Ancora una volta tornò a fare pensieri peccaminosi, immaginando quelle possenti mani stringere vigorosamente il suo petto. Il cavaliere, vedendo arrossire Rosina, intuì che la contadinella non era indifferente al suo fascino. Avrebbe potuto approfittare di lei, erano mesi che non si univa carnalmente ad una donna. Pensò poi alle poche forze che aveva in corpo, alla benda che gli bloccava la gamba e
alla gentilezza di Rosina che si era adoperata per salvargli la vita. Decise infine di tenere a freno i propri bollenti e lussuriosi spiriti. Tornò a sdraiarsi completamente sul giaciglio mentre la dolce Rosina, come aveva fatto più volte durante quella giornata, fece in modo di inginocchiarsiaccanto al cavaliere e di accogliere nel suo grembo la testa di lui. Iniziò a carezzarlo, facendo scorrere le sue mani segnate dal tempo e dalla durezza del lavoro nei campi, sulla pelle e tra i capelli dell’uomo. Don Ildefonso in breve tempo si addormentò.
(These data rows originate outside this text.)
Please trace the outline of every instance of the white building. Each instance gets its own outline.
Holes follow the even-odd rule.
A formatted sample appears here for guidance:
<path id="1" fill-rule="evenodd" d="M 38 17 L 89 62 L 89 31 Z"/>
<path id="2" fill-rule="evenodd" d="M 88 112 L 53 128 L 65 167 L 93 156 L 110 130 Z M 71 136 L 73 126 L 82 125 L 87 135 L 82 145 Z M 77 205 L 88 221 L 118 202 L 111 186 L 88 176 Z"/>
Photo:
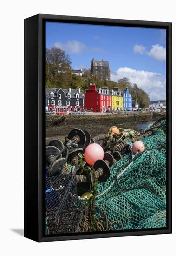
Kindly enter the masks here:
<path id="1" fill-rule="evenodd" d="M 82 68 L 81 69 L 72 69 L 72 74 L 76 74 L 77 76 L 82 76 L 83 75 Z"/>
<path id="2" fill-rule="evenodd" d="M 163 106 L 163 104 L 160 102 L 149 105 L 149 110 L 155 111 L 156 112 L 161 112 L 166 111 L 166 106 Z"/>

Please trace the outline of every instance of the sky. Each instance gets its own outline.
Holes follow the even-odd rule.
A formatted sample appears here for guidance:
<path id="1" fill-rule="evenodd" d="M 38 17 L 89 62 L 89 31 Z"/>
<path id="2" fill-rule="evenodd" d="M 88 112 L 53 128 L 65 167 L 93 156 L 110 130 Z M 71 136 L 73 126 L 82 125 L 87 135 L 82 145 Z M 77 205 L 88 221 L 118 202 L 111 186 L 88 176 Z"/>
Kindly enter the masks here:
<path id="1" fill-rule="evenodd" d="M 46 47 L 56 46 L 73 69 L 90 68 L 91 60 L 108 61 L 111 79 L 127 77 L 151 101 L 166 99 L 165 29 L 46 22 Z"/>

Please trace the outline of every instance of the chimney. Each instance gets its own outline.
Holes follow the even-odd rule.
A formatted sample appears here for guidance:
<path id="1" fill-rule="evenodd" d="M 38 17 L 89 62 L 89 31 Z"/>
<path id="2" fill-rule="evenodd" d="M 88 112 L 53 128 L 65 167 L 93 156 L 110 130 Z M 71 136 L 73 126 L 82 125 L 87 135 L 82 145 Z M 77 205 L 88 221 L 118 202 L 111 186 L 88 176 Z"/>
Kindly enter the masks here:
<path id="1" fill-rule="evenodd" d="M 96 89 L 96 86 L 95 83 L 91 83 L 90 84 L 89 90 L 95 90 Z"/>

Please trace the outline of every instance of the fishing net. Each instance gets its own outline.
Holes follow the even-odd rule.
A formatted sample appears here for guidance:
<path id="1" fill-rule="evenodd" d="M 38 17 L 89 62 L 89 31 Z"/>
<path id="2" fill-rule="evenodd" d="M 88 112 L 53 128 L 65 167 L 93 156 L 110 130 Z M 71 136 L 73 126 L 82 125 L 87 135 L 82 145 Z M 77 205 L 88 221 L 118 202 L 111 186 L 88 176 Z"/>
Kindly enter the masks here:
<path id="1" fill-rule="evenodd" d="M 97 185 L 95 205 L 105 210 L 113 230 L 166 226 L 166 120 L 142 141 L 144 152 L 134 161 L 127 154 Z M 95 210 L 101 214 L 99 208 Z"/>
<path id="2" fill-rule="evenodd" d="M 59 175 L 46 178 L 46 234 L 75 232 L 82 216 L 75 176 Z"/>

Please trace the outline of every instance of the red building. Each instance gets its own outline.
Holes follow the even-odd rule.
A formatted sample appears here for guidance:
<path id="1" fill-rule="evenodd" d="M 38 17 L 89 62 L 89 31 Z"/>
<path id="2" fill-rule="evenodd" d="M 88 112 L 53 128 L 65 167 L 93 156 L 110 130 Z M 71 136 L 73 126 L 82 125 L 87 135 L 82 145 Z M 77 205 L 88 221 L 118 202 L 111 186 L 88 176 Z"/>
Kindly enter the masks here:
<path id="1" fill-rule="evenodd" d="M 105 112 L 111 110 L 111 96 L 108 89 L 97 88 L 91 84 L 85 94 L 85 108 L 93 112 Z"/>

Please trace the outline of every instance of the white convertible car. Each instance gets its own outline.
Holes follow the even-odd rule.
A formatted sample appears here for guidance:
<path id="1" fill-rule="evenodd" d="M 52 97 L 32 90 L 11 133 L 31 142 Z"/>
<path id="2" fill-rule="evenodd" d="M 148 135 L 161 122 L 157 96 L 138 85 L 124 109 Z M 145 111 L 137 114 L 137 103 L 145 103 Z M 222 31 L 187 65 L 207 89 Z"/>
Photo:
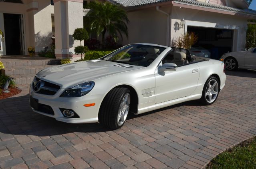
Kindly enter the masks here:
<path id="1" fill-rule="evenodd" d="M 97 60 L 57 66 L 30 85 L 33 110 L 70 123 L 121 127 L 138 114 L 189 100 L 210 105 L 225 85 L 224 64 L 182 49 L 125 46 Z"/>
<path id="2" fill-rule="evenodd" d="M 227 53 L 220 60 L 224 62 L 228 70 L 234 70 L 238 68 L 256 70 L 256 48 L 248 51 Z"/>

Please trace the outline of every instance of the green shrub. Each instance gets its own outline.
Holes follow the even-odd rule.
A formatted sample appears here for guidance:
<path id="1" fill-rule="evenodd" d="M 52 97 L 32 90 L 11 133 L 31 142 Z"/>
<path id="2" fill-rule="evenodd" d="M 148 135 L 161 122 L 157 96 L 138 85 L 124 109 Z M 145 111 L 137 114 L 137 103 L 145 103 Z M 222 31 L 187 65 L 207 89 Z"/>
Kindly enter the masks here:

Rosina ancora una volta cercò di tenere lontani i pensieri impuri. Non riuscì a fare a meno, però, di constatare di non aver mai riservato prima di quella sera un trattamento così dolce ai capelli e alla testa di alcun uomo, nemmeno a suo marito. Le veniva così facile coccolare quell’uomo per il quale provava una strana attrazione morbosa. Era consapevole che con lui non ci sarebbe potuto essere nient’altro che sesso: la diversa posizione sociale dei due, nobile lui, contadina lei, era un’ostacolo insormontabile. Un colpo di testa con don Ildefonso avrebbe potuto distruggere il suo matrimonio: ammesso che don Ildefonso si invaghisse di lei, avrebbe potuto al massimo aspirare a diventare una semplice concubina, un giocattolo sessuale di cui probabilmente il cavaliere si sarebbe presto stancato. Si convinse che era meglio accontentarsi della vita semplice accanto al suo Giuseppe.

Don Ildefonso nel frattempo aveva iniziato ad agitarsi emettendo piccoli lamenti di sofferenza. Rosina, passando le mani sulla fronte del cavaliere, si rese conto che scottava terribilmente.Si diede da fare con il secchio d’acqua e con i panni che aveva vicino: immerse i panni nell’acqua fresca e poi, con estrema delicatezza, li poggiò sulla fronte del cavaliere. Tornò a ripetere quell’operazione più volte durante la notte, finchè la fronte del cavaliere tornò ad essere tiepida. Anche il sonno di don Ildefonso con le luci dell’alba si fece meno agitato.

Esausta per la nottata appena passata, Rosina poggiò un attimo la testa addormentandosi quasi immediatamente.